In this photo taken Sunday, April 16, 2017, the Theewaterskloof Dam, a key source of water supply to Cape Town, South Africa, is shown at low levels. The city, a major international tourist attraction, is instructing people to severely restrict water use because of the area's worst drought in more than a century. (AP Photo/Halden Krog)
In this photo taken Sunday, April 16, 2017, the Theewaterskloof Dam, a key source of water supply to Cape Town, South Africa, is shown at low levels. The city, a major international tourist attraction, is instructing people to severely restrict water use because of the area's worst drought in more than a century. (AP Photo/Halden Krog)

JOHANNESBURG — South Africa's city of Cape Town is urging residents to severely restrict water use because of the area's worst drought in more than a century.

The city, a major international tourist destination, said it is experiencing the impact of climate change and predicts little rain in the next three weeks.

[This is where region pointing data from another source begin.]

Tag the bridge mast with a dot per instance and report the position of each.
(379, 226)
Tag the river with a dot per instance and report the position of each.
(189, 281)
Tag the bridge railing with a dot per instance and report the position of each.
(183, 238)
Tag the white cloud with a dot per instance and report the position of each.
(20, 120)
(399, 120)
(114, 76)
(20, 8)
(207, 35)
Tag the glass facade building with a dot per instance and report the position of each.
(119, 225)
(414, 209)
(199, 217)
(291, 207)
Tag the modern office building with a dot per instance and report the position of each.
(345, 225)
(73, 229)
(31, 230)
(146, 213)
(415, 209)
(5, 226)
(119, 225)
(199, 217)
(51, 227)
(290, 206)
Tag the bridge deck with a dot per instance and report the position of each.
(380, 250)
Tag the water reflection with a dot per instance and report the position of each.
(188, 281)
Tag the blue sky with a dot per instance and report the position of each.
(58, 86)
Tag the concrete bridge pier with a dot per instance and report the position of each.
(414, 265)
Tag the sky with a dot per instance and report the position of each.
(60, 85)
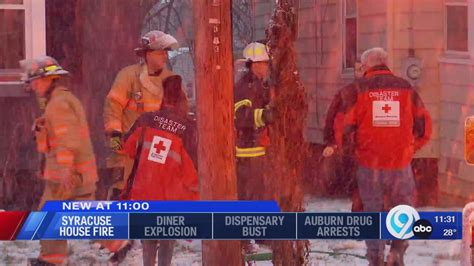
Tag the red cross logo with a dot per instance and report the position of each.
(159, 147)
(387, 108)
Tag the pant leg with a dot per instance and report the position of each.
(149, 252)
(165, 252)
(401, 188)
(370, 185)
(251, 184)
(55, 251)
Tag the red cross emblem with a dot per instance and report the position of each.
(159, 147)
(387, 108)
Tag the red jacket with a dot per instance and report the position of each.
(334, 127)
(166, 170)
(388, 121)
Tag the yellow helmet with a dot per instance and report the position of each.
(256, 52)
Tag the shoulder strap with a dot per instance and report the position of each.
(126, 193)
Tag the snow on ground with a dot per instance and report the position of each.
(420, 252)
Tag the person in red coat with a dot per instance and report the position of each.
(342, 165)
(387, 122)
(163, 144)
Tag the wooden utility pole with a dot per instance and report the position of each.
(215, 120)
(288, 150)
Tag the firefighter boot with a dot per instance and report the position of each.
(39, 262)
(375, 257)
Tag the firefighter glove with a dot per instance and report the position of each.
(115, 141)
(268, 115)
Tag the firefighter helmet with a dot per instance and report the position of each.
(156, 40)
(41, 66)
(256, 52)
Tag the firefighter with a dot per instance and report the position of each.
(252, 115)
(62, 134)
(137, 89)
(163, 142)
(342, 165)
(389, 123)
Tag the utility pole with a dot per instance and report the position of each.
(215, 118)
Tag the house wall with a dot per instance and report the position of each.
(426, 38)
(457, 103)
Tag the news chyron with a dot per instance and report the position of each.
(405, 222)
(258, 220)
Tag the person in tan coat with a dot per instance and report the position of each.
(62, 134)
(137, 89)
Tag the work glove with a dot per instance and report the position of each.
(115, 141)
(268, 115)
(329, 151)
(38, 124)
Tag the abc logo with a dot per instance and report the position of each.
(400, 221)
(422, 229)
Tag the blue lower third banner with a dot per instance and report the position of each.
(75, 225)
(171, 226)
(254, 226)
(338, 225)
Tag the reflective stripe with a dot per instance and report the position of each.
(117, 97)
(242, 103)
(250, 152)
(54, 258)
(65, 157)
(152, 106)
(147, 106)
(60, 130)
(174, 155)
(86, 166)
(146, 145)
(42, 145)
(258, 118)
(114, 125)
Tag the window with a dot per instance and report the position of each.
(349, 33)
(457, 26)
(22, 35)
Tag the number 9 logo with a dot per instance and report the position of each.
(400, 221)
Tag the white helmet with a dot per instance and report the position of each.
(256, 52)
(41, 66)
(156, 40)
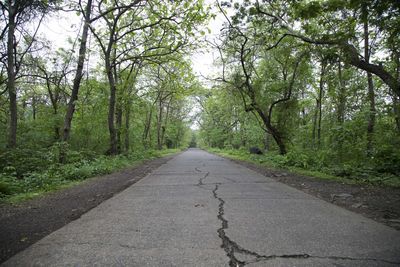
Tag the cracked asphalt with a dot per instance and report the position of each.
(202, 210)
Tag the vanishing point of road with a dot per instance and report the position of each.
(199, 209)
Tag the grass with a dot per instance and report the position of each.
(56, 177)
(280, 163)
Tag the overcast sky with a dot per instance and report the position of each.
(59, 27)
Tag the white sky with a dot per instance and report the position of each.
(59, 27)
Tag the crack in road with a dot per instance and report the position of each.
(231, 247)
(307, 256)
(201, 180)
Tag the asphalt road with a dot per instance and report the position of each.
(203, 210)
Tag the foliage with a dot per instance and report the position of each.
(302, 164)
(54, 176)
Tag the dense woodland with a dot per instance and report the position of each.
(119, 88)
(314, 84)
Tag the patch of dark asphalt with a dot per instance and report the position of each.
(381, 204)
(23, 224)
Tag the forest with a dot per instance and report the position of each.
(313, 85)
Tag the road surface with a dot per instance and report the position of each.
(203, 210)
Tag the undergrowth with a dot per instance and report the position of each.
(303, 164)
(27, 173)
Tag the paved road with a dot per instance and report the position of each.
(202, 210)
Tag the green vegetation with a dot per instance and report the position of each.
(113, 95)
(295, 164)
(34, 174)
(315, 85)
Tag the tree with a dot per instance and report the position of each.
(18, 13)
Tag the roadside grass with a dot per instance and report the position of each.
(14, 189)
(277, 162)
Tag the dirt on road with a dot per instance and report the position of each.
(23, 224)
(381, 204)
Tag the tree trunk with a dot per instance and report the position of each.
(319, 102)
(159, 122)
(113, 150)
(78, 75)
(273, 131)
(12, 138)
(119, 126)
(127, 125)
(341, 106)
(396, 110)
(315, 119)
(371, 92)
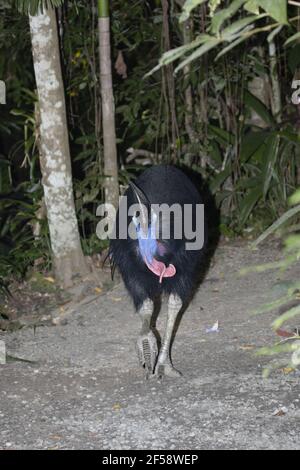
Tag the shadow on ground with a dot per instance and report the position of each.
(83, 388)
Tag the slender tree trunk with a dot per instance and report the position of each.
(170, 79)
(275, 81)
(108, 106)
(68, 259)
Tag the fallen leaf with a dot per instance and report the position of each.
(280, 411)
(247, 347)
(287, 370)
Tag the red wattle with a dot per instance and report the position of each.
(160, 269)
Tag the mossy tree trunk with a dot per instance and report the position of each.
(68, 259)
(108, 106)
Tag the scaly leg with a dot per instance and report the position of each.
(164, 365)
(147, 344)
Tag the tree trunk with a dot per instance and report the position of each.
(108, 107)
(67, 255)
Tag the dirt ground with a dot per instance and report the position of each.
(83, 388)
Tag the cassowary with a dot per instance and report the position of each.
(158, 260)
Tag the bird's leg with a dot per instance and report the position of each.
(147, 344)
(164, 365)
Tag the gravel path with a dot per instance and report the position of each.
(86, 391)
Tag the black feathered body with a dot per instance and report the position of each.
(162, 184)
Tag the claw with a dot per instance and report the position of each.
(147, 351)
(166, 370)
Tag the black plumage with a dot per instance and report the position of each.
(162, 184)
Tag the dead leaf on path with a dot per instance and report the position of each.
(280, 411)
(247, 347)
(287, 370)
(49, 279)
(55, 437)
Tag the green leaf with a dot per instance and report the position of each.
(223, 15)
(277, 9)
(223, 137)
(188, 7)
(275, 226)
(259, 108)
(198, 53)
(272, 147)
(248, 204)
(231, 46)
(292, 38)
(237, 26)
(251, 142)
(219, 179)
(252, 7)
(295, 198)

It wants daily water usage to be reduced to 100 liters (26 gallons) per person and recommends taking two-minute showers and flushing the toilet only when necessary.

Cape Town residents are starting to boil water with sediment from dam reservoirs with low water levels, said Justin Friedman, founder of For Love of Water , a non-profit group that promotes conservation.

Some people are worried that the city might turn off the taps at some point, he said Tuesday.

The city of nearly 4 million people is in its low tourist season. Officials hope eventual rains will improve the situation before the high season toward the end of the year.

So far, there has been no drop in the number of visitors to Cape Town, said Enver Duminy, CEO of Cape Town Tourism. There could be a "moderate short-term impact" on visitors if facilities such as swimming pools close, but the city will do all it can to maintain its status as a "world-class destination," Duminy said.

The drought-stricken Western Cape province, which includes Cape Town, was declared a disaster zone on Monday by Premier Helen Zille. The designation gives more power to the province to direct resources to the water crisis.

The levels of dam reservoirs that supply Cape Town are at 20.7 percent, down by 0.7 percent from a week ago, the city said. It noted that the last 10 percent of a dam's reservoir is mostly unusable because of mud, weeds and debris. Municipal repair crews are also struggling to attend to hundreds of leaks and faults that cause water loss.

As reservoir levels drop, the city said in a statement , authorities will "start to implement a lifeline supply which entails reducing the water pressure to a very low level across the metro."